Design of Recyclable Adsorbent for Water Pollutants Based on Chitosan-Coated Carboxymethyl Cellulose-Calcium Alginate Wrapped Iron Oxide-Copper Oxide Composite Beads

In this study, an efficient nanocomposite based on calcium alginate-carboxymethyl cellulose/iron oxide-copper oxide (CA-CMC/Fe2O3-CuO) is developed in beads form and utilized as nanoadsorbent and nanocatalyst. Further, the beads were coated with chitosan, resulting in Cs@CA-CMC/Fe2O3-CuO beads. The prepared beads exhibited exceptional adsorption capabilities for selected heavy metal ions. Notably, the Cs@CA-CMC/Fe2O3-CuO beads displayed remarkable adsorption among the other beads toward the three selected metal ions. Ag(I) was highly adsorbed by Cs@CA-CMC/Fe2O3-CuO beads, and the adsorption capacity of beads was 4.91 mgg(-1), while 4.5 mgg(-1) and 3.0 mgg(-1) for Co(II) and Ni(II), respectively.
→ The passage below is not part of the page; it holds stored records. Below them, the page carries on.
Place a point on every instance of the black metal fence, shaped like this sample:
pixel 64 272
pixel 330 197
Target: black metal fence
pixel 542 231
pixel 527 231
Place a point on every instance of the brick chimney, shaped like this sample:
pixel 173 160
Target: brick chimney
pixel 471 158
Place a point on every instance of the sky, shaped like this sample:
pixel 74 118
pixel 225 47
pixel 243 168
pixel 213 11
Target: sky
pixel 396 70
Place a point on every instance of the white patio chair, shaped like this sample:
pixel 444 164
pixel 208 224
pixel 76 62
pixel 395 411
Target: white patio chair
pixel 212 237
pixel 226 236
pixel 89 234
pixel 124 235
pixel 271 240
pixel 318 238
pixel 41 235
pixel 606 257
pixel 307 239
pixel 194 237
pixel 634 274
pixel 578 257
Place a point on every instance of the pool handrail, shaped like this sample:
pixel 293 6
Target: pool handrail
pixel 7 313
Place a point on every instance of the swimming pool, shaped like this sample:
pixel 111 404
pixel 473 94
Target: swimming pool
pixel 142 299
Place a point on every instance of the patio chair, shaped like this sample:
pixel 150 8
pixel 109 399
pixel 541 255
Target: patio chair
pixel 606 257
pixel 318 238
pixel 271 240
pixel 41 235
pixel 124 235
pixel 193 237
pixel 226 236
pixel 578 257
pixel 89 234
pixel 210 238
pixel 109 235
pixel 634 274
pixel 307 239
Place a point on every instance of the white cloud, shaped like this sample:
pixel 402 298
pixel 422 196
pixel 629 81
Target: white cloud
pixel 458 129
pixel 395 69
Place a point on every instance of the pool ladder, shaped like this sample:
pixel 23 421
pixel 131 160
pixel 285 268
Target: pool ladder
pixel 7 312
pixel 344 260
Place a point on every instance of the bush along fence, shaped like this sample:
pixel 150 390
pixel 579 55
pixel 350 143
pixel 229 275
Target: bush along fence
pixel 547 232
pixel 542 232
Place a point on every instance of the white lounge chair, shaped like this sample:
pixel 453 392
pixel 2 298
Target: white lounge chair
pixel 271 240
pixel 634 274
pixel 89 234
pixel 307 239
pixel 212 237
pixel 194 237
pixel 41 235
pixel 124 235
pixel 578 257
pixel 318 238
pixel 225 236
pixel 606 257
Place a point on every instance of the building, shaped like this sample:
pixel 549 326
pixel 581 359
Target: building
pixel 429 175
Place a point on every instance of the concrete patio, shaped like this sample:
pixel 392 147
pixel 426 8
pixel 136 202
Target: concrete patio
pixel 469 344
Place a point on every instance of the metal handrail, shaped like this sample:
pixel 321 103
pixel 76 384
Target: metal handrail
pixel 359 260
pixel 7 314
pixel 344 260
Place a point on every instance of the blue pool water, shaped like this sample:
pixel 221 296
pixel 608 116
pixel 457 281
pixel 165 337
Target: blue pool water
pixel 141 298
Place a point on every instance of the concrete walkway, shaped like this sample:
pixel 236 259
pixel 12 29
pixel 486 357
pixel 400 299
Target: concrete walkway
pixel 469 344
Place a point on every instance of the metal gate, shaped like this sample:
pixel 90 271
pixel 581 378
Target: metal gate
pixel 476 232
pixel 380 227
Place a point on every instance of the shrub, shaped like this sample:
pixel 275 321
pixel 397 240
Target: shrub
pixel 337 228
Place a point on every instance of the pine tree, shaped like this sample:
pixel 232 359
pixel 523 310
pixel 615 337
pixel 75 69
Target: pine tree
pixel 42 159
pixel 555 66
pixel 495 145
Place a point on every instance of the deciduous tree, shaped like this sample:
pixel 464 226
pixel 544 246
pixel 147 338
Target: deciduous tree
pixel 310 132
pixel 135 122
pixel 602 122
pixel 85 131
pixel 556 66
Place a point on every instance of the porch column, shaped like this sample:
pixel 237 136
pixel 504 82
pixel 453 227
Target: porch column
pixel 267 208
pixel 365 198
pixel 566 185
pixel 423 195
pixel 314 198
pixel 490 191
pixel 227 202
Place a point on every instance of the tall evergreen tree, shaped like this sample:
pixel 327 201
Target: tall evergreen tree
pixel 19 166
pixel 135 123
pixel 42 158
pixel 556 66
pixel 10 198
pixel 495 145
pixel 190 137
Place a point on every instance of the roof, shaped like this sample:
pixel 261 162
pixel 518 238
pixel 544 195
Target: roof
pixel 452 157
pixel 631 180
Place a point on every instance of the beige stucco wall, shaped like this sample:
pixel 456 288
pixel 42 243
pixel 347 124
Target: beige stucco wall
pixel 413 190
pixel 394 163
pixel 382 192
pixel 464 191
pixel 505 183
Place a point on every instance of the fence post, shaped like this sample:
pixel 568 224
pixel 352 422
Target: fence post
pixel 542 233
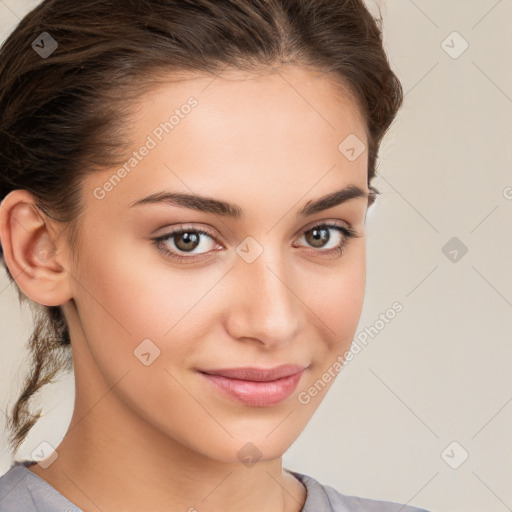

Beads' ability to adsorb Ag(I) varied depending on several factors. It was observed that the adsorption capacity of Ag(I) ions increased as the interaction time and metal concentration rose. However, increasing the beads dose led to a decrease in the Ag(I) ion adsorption. Further, the waste beads after Ag(I) adsorption were treated with reducing agent to form beads supported Ag nanoparticles (Ag/Cs@CA-CMC/Fe2O3-CuO) and used as effective catalyst for reducing 4-nitrophenol in the presence of NaBH4 as a reducing agent. Ag/Cs@CA-CMC/Fe2O3-CuO achieved reduction up to 93% for 4-NP within 30 min. The designed nanocomposite beads displayed several desirable attributes, including eco-friendliness and robust catalytic performance, making them highly promising for useful reduction of 4-NP.